Es ist wichtig, unsere eigenen Strukturen zu entwickeln,
unseren eigenen Weg, die Dinge zu tun. Ein zentraler
Aspekt des Arguments ist, dass es wichtig ist, zwischen
zwei Konzepten der Macht zu unterscheiden. Dass der
Begriff der Macht einen Antagonismus beinhaltet, zwischen
unserer Macht, Dinge zu tun und unserer kreativen Macht
auf der einen Seite, und der Befehlsmacht, der instrumentellen
Macht des Kapitals, auf der anderen Seite. Mit anderen
Worten ist die naheliegendste Antwort auf die Frage,
was Macht ist, dass Macht unsere Fähigkeit, Dinge
zu tun, bedeutet. Diese Macht ist immer eine soziale
Macht, einfach weil das Tun einer Person immer vom Tun
von anderen abhängt. Es ist völlig klar, dass
unser Tun hier im Moment vom Tun von Hunderten oder
Tausenden von Menschen abhängt, die die Technologie
geschaffen haben, mit der wir arbeiten, die die Begriffe
geschaffen haben, die wir verwenden etc. Unsere Macht
zu tun ist immer eine soziale Macht, immer eine kollektive
Macht, unser Tun ist immer Teil eines sozialen Flusses
des Tuns. Im Kapitalismus wird dieser Fluss gebrochen,
weil der Kapitalist sich das Tun von anderen aneignet.
Und da das Tun einer Person die Voraussetzung des Tuns
einer anderen ist, wird die Aneignung des Tuns durch
das Kapital zur Voraussetzung der Fähigkeit, über
das Tun von anderen zu bestimmen. Dadurch wird die soziale
Macht zu handeln durchbrochen, in ihr Gegenteil verkehrt,
in die Macht des Kapitalisten, über das Tun von
anderen zu bestimmen.
Kapitalismus ist im wesentlichen der Prozess der Unterbrechung
dieses sozialen Flusses des Tuns, Brechung der Gesellschaftlichkeit
des Tuns und Brechung unserer Macht zu Tun, sowie Umwandlung
in eine Macht über, in etwas, was uns fremd ist.
Wir müssen deshalb über unseren Kampf nicht
als Machtkampf denken, was bedeuten würde, deren
Macht zu übernehmen, sondern als Kampf, unsere
Macht des Tuns aufzubauen, die unvermeidlich eine soziale
Macht ist.

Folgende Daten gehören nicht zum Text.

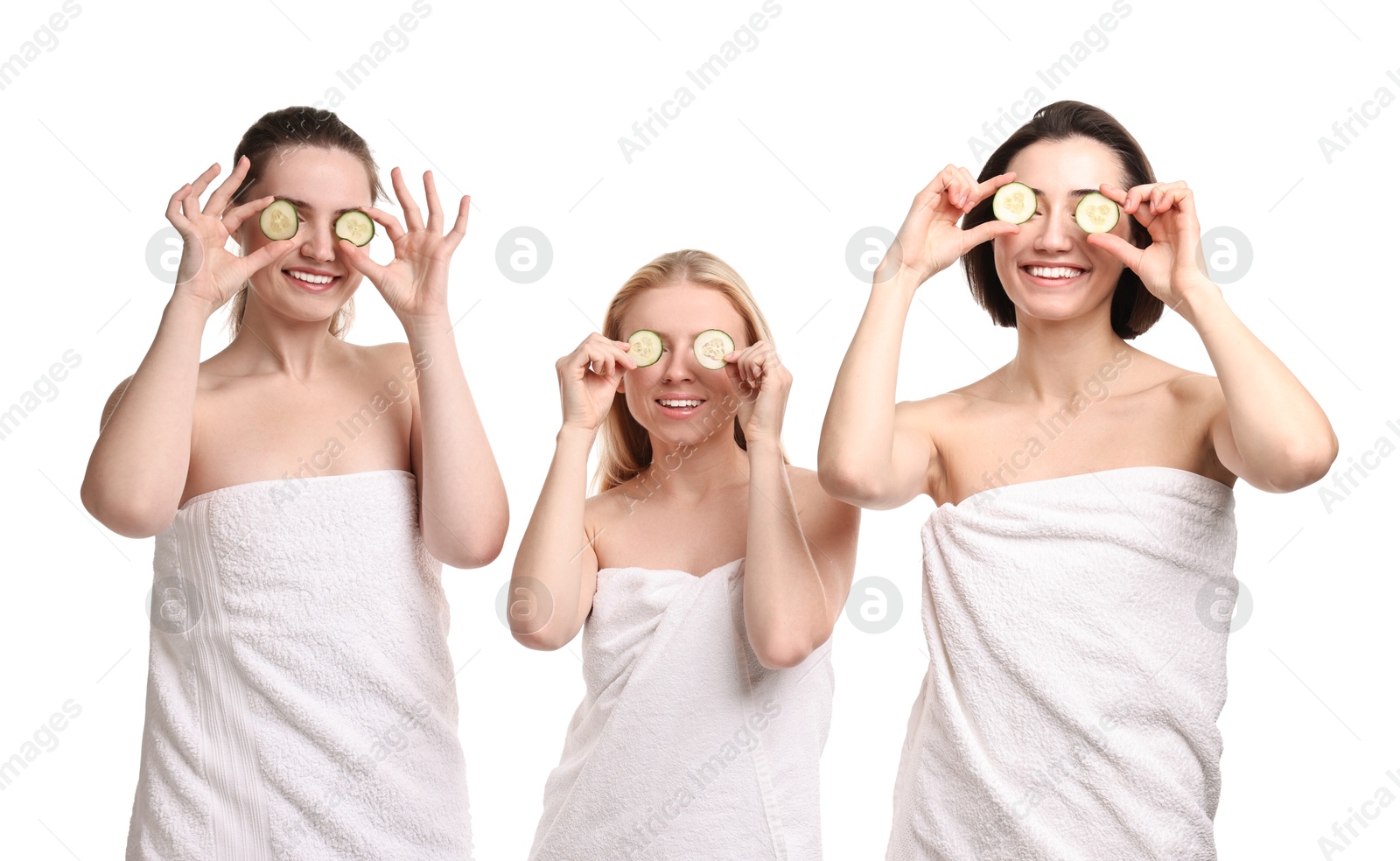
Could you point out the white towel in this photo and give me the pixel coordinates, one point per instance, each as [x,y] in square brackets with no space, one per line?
[300,700]
[685,746]
[1077,669]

Und es ist wichtig, in diesem Kampf zwei
grundverschiedene Begriffe der Macht zu sehen, die beide
ihre eigene Logik besitzen. Die Logik des Kapitals ist
eine Logik der Herrschaft, der Hierarchie und Fragmentierung.
Eine Logik, die Subjektivität verneint, das Subjekt
objektiviert. Unsere Logik steht dem entgegen, es ist
die Logik des Zusammenkommens, des Wiederaufbaus der
Subjektivität, die vom Kapital verneint wird. Subjektivität
nicht als individuelle, sondern als gesellschaftliche
Subjektivität. Das sind zwei verschiedene Denk-
und Handlungsformen. Für uns bedeutet der Versuch,
Gesellschaftsveränderung zu denken, Vertrauen in
die selbstkritische Entwicklung unserer eigenen Handlungs-
und Denkformen zu haben. Wenn wir den Kampf um Gesellschaftsveränderung
als Klassenkampf betrachten, dann ist es grundlegend,
diesen Kampf als asymmetrisch zu sehen. Und sobald wir
ihre Formen reproduzieren und unseren Kampf als Spiegelbild
ihres Kampfes zu sehen, dann machen wir nichts weiter
als die Macht des Kapitals in unseren eigenen Kämpfen
zu reproduzieren.
Die Revolution, an die ich denke, muss mehr als Frage
denn als Antwort gedacht werden. Auf der einen Seite
ist klar, dass wir eine grundlegende Veränderung
der Gesellschaft brauchen, auf der anderen Seite ist
es klar, dass die Art und Weise auf die wir im letzten
Jahrhundert versucht haben, die Gesellschaft durch den
Staat zu verändern, gescheitert ist. Nun bleibt
uns nur, es anders zu versuchen. Wir können nicht
einfach die Idee der Revolution aufgeben. In den letzten
Jahren sind viele Leute zu dem Schluss gekommen, dass
aufgrund des Scheiterns der staatlichen Gesellschaftsveränderung
die Revolution unmöglich ist. Doch das Gegenteil
ist der Fall, die Revolution ist dringender als je zuvor.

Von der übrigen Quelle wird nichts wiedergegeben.